Computing the Uncertain: Environmental Data, Hazard Standardization, and the Foundations of Risk Assessment

Wednesday, 9 July 2025: 00:30
Location: SJES019 (Faculty of Legal, Economic, and Social Sciences (JES))
Oral Presentation
Matias MILIA, University of Notre Dame, USA
During the 2025 hurricane season, two back-to-back hurricanes in the Atlantic Basin stressed the already ongoing concern about natural disasters and the impact of climate-risk-related environmental threats on the well-being of local populations.

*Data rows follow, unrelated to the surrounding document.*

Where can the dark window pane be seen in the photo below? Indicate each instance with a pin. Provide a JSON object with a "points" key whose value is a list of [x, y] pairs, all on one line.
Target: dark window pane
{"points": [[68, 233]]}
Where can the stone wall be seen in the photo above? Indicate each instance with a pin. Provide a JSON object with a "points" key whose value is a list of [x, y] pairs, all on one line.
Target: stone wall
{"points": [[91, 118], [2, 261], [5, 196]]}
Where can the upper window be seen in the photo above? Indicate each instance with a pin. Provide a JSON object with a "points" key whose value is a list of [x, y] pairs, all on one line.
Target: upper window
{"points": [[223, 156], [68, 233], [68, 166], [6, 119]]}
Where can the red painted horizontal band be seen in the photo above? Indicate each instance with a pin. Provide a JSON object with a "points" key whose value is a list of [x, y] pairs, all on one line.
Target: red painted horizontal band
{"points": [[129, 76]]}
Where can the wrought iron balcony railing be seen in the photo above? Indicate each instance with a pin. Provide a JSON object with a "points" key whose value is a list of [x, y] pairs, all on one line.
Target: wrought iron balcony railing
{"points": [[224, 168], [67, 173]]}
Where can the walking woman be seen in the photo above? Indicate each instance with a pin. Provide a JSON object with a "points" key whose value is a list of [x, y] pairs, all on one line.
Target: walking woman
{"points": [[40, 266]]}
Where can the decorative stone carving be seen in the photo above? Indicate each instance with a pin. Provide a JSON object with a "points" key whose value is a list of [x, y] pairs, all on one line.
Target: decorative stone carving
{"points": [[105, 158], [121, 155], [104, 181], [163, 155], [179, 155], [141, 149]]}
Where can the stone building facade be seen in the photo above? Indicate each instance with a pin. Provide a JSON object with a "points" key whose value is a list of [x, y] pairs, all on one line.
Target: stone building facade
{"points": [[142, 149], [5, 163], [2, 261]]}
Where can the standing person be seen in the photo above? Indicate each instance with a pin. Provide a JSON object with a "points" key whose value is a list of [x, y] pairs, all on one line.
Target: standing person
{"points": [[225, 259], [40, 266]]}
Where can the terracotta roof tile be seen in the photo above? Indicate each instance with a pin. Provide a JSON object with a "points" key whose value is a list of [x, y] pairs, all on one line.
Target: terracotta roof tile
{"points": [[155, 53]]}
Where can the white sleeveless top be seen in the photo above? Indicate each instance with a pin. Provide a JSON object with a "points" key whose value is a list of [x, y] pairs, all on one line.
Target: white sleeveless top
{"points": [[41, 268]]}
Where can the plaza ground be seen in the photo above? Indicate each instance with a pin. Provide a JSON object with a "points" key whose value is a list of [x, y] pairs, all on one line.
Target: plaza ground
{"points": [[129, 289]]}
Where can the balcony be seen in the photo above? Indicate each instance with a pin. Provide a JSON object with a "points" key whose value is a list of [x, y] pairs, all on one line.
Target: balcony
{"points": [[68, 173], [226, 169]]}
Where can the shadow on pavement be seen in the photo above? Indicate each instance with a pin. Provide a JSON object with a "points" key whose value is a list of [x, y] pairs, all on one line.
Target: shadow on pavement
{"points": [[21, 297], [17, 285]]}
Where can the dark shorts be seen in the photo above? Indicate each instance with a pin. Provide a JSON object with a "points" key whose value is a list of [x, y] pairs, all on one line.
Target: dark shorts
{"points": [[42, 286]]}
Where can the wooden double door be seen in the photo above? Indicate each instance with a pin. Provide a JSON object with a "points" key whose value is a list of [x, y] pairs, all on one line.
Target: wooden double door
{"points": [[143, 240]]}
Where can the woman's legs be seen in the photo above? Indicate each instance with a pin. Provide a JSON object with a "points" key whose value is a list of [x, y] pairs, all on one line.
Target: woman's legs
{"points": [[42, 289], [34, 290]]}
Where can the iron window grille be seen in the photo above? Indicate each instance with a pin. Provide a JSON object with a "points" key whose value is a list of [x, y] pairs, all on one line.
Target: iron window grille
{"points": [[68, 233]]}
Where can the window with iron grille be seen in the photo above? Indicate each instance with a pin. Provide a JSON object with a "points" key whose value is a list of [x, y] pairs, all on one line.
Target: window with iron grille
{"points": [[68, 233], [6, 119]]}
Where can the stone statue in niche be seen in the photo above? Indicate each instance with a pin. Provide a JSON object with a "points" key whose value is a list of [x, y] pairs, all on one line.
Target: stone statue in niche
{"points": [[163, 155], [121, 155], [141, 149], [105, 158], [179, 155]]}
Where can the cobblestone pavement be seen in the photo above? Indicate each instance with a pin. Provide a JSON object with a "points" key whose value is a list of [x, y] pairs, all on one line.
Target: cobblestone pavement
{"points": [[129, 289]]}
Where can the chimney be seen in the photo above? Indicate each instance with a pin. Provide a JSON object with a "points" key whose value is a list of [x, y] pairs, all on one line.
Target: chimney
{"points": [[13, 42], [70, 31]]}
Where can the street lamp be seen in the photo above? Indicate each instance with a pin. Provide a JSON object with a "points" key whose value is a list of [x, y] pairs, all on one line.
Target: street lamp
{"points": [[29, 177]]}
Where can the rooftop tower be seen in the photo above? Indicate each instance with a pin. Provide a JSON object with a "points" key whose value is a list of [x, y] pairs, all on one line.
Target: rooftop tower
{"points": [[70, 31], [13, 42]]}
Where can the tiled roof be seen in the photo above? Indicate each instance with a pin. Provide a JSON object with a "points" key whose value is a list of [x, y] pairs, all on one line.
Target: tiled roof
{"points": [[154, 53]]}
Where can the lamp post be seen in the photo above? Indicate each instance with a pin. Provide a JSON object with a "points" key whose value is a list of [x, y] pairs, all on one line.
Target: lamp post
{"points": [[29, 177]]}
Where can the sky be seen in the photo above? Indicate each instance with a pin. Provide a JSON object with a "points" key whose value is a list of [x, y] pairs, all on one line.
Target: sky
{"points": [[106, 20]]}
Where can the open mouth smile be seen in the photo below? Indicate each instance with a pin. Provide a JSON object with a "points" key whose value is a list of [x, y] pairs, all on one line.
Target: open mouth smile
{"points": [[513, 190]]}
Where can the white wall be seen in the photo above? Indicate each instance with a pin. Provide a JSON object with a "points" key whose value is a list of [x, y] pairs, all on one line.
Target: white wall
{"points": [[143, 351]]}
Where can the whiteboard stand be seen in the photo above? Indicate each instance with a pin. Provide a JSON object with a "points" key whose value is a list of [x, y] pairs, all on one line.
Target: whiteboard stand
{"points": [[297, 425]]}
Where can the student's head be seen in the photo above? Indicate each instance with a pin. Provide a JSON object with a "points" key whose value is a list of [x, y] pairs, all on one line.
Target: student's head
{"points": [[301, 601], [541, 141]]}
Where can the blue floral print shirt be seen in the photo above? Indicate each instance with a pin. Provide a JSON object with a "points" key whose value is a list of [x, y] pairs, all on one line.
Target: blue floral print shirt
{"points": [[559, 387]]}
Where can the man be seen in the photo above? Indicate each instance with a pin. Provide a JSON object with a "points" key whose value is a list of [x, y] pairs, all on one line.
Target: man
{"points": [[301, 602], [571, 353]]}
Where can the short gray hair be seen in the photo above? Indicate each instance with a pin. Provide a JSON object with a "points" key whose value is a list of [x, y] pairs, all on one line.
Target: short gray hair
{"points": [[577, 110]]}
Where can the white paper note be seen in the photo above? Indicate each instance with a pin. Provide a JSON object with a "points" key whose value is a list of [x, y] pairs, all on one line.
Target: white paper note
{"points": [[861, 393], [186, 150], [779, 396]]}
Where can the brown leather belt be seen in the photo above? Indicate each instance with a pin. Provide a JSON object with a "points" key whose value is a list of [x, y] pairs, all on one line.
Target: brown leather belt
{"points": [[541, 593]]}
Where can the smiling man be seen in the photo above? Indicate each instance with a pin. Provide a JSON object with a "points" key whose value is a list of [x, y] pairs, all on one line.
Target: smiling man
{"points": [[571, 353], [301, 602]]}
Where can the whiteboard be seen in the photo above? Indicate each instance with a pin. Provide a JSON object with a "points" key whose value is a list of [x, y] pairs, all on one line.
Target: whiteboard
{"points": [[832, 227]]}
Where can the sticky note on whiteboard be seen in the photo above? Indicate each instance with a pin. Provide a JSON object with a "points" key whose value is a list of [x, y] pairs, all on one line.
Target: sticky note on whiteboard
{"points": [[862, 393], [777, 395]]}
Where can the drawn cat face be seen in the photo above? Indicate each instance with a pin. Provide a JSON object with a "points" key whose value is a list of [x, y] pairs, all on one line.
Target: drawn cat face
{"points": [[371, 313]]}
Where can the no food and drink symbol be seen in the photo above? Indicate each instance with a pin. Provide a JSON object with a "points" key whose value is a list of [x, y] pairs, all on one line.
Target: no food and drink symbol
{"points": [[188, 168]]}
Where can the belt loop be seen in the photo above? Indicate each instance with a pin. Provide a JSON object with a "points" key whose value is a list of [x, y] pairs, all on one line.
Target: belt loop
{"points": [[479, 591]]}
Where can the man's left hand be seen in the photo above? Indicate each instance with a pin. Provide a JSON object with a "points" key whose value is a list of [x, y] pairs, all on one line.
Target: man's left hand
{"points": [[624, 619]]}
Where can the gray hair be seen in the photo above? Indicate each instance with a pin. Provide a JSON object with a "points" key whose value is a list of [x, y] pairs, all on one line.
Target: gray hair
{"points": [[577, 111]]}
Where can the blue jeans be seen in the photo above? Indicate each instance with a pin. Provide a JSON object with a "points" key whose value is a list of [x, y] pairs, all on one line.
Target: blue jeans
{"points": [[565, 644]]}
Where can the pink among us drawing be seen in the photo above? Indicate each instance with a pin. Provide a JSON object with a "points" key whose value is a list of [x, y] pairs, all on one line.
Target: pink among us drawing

In recent years, environmental data streams have gained critical importance as they feed granular risk assessments and value calculations, which are increasingly relevant in decision-making processes like infrastructure spending, insurance premiums, and housing markets. The "vast machine" (Edwards 2010) appears to have transcended atmospheric politics and gone steadily into the ground. A deep entanglement of distributed sensing capabilities, decoupled from its exclusive human orientation, has assembled a new "world to be acted upon" (Gabrys 2019). Still, conceptualizations of disasters from science and technology studies have stressed the lack of straightforward confinement of their outcomes and the limits of standard operating procedures to address them (Kim Fortun et al., 2017). Uses of environmental data to minimize impact, standardize hazards, and project certainty over climate threats appear to be directed to avoid the disruption of specific sociotechnical systems. This paper is set to illuminate the infrastructural and epistemic processes that allow this by looking at the emergence and consolidation of risk assessment research since the 2010s. Using text-processing techniques on article metadata and close-up analysis of data-sharing statements, it identifies environmental data infrastructures critical in sustaining risk assessment efforts. Moreover, by showing the presence of specific entities and components of the sociotechnical systems as objects of disaster research, it describes the priorities, biases, and blind spots on what counts today as a risk, where it is perceived, and the prescribed ways to address it.